Text for Prayer: Lk. 15:11-32
Reflection: Jesus’ story of the prodigal son provides a uniquely comprehensive vision of the nature of our own sinfulness, the mercy of our heavenly Father even in light of that sinfulness, and the beauty of the encounter when we finally come home to that mercy.
To start with, it is good to note that for the son to go and ask for his inheritance while his father is still alive is effectively proclaiming to the father that he might as well be dead as far as he is concerned. The radical selfishness that takes over the son’s desires has no room for concern for anyone else, including the one who gave him life itself. The son proceeds to operate unhesitatingly according to this self-centered worldview as he goes to a “far off country”—far from home and far from the source of his life.
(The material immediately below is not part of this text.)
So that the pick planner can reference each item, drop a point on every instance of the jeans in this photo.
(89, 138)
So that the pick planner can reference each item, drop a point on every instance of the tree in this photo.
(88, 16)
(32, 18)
This selfishness, taken to its logical end, concludes in misery. Sooner or later, we all “bottom out” when we live according to that mode of selfishness. The vividness of the scene where the son is stuck with the pigs and longing for what they feed upon conjures up in us the utterly pathetic state in which we are left when we have so totally turned in on ourselves and turned away from the love of God in our own lives. It is a pitiful place to be in and it can look like there is no way out of it. Only in this moment of “hitting rock bottom” is the son prepared to receive the mercy that the Father has desired to offer him since the first moment he turned away.
The Father, who has apparently been scanning the horizon all the while looking for his lost son, rushes out to meet him. That is the heart of the Father that Jesus reveals to us. The son can’t even get his speech out of his mouth. The father’s mercy envelops him before he can even utter the words seeking some degree of forgiveness and toleration from his Father. The father responds with much more than toleration—he restores him to a dignity greater than any he had apparently ever enjoyed—robing him in glory and majesty and initiating a great feast.
Questions: When have I experienced this kind of mercy? When have I shown it? Remember and re-visit the conditions, what it felt like. Am I in the midst of a situation of shame and regret right now that seems too great to overcome? Am I stuck with the swine somehow, wondering what it would be like to “go home”? Is there a prompting in my heart in this direction? Is there another person in my life who might be liberated and lifted up if I showed him or her a taste of this same mercy of the Father?